The CHIPS and Science Act authorizes $54 billion in grants for semiconductor manufacturing, as well as reauthorizing key federal research agencies such as the National Science Foundation (NSF) and the Department of Energy. Specifically, the bill authorizes $81 billion for the National Science Foundation over the course of five years. This authorized funding level includes, $13 billion over five years for STEM education at NSF. The bill also authorizes $87 million over five years for the Computational Science Graduate fellowship at the Department of Energy’s Office of Science.
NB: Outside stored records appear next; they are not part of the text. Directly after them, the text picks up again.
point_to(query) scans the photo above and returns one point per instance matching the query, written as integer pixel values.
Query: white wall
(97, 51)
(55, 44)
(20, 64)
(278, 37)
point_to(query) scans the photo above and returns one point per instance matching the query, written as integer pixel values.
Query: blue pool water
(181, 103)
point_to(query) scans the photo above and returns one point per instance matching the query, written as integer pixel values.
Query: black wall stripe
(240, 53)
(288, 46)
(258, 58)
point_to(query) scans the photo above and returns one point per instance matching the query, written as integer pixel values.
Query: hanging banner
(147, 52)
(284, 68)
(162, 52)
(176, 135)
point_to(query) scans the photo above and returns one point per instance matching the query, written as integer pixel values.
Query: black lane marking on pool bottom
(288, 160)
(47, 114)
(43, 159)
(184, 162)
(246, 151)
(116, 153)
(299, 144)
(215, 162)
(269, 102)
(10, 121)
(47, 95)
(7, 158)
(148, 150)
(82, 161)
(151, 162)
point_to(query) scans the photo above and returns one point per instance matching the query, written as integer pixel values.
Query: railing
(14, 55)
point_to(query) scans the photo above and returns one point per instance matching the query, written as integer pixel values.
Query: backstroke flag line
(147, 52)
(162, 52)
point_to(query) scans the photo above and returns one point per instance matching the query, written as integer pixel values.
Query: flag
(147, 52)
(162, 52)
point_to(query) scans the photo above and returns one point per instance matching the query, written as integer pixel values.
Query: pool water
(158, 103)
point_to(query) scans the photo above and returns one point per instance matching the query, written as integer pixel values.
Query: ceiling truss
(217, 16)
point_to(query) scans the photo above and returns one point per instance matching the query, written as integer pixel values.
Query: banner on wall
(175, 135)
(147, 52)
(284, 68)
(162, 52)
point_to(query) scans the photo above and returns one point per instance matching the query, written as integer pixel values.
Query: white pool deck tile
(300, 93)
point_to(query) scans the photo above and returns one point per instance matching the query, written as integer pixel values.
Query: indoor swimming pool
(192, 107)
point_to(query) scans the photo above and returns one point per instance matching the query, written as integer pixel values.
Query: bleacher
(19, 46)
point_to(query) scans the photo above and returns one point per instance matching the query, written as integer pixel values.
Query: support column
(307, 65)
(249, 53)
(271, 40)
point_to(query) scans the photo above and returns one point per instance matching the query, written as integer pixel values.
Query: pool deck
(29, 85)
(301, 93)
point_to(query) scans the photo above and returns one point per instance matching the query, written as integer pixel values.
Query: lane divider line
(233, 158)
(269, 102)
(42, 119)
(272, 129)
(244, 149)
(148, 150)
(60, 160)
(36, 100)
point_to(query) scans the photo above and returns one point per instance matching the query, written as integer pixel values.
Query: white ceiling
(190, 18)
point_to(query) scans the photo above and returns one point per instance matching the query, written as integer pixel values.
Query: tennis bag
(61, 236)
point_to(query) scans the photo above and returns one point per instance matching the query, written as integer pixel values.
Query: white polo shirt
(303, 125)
In a statement the Biden Administration said, “The Administration applauds these steps to strengthen our economic competitiveness by authorizing investment in our R&D capabilities and manufacturing base in a diverse set of U.S. regions and communities, particularly in states and communities that have historically not benefited from these investments.”
Several Members of Congress also remarked on the passage of the CHIPS and Science Act. “Today marks the beginning of a revitalized and stronger future for American innovation,” proclaimed Chairwoman Eddie Bernice Johnson (D-TX). “The bipartisan passage the CHIPS and Science Act is not only a tremendous victory for our nation’s science, manufacturing, and technology enterprises—it is a victory for the American people.” Likewise, Chairwoman Maria Cantwell (D-WA) said, “This legislation is a major milestone, the largest single investment that we’ve seen in a long time in U.S. R&D. It is a great day for what might seem to many Americans as a very kind of ‘what does science and R&D really mean for me?’ Well investments today mean jobs for tomorrow.”